The lawsuit, which was filed last week in United States District Court for the Eastern District of Michigan, also asked that the signature threshold requirements be lowered or that Johnson’s name be added to the August, 2, 2022 Republican primary ballot.
The decision issued Monday by U.S. District Judge Mark Goldsmith stated that Johnson had not established a likelihood of success on his First Amendment and due process claims.
It read in part, "This Court sees nothing arbitrary or capricious about the BOE’s able handling of a dire and time-sensitive threat to election integrity."
Decision on Johnson by WXYZ-TV Channel 7 Detroit on Scribd
Johnson along with Michael Markey lost their appeals to the Michigan Supreme Court a few weeks ago.
The court battles started after the state elections bureau described widespread evidence of fraudulent signatures, names of dead voters and wrong addresses in a May 23 report — a conclusion that rocked the crowded field of GOP candidates vying to challenge Democratic Gov. Gretchen Whitmer.

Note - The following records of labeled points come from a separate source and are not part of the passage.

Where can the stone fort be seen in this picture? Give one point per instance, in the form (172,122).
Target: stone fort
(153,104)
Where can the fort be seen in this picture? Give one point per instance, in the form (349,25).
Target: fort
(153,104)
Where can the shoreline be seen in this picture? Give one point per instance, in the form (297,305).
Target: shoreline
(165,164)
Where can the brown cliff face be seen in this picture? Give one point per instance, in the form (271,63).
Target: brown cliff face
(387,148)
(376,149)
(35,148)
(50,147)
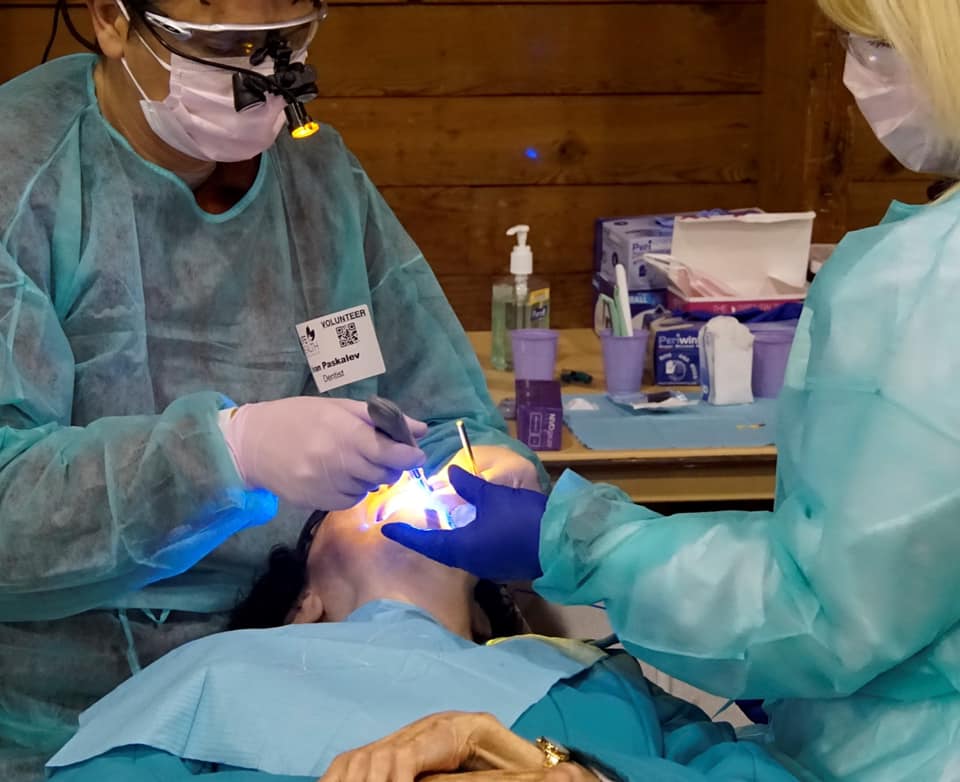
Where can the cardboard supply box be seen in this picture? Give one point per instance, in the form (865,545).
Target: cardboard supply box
(627,240)
(727,264)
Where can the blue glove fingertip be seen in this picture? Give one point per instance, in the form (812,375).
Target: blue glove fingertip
(430,543)
(466,484)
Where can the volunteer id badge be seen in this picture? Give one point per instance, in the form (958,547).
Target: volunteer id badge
(341,348)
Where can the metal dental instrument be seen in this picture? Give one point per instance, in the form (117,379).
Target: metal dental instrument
(462,429)
(390,421)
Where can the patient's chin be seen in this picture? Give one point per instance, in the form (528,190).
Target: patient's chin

Five candidates said they were victims of dishonest petition circulators and deserved to be on the ballot. They also complained that the state declared thousands of suspicious signatures invalid although only a portion were actually compared to signatures in the voter registry.
That included the once frontrunner James Craig, who announced he would be launching a write-in campaign.
The Board of State Canvassers tied, 2-2, on whether to put them on the ballot. A tie meant they were left off, and lawsuits followed.
The Associated Press contributed to this report.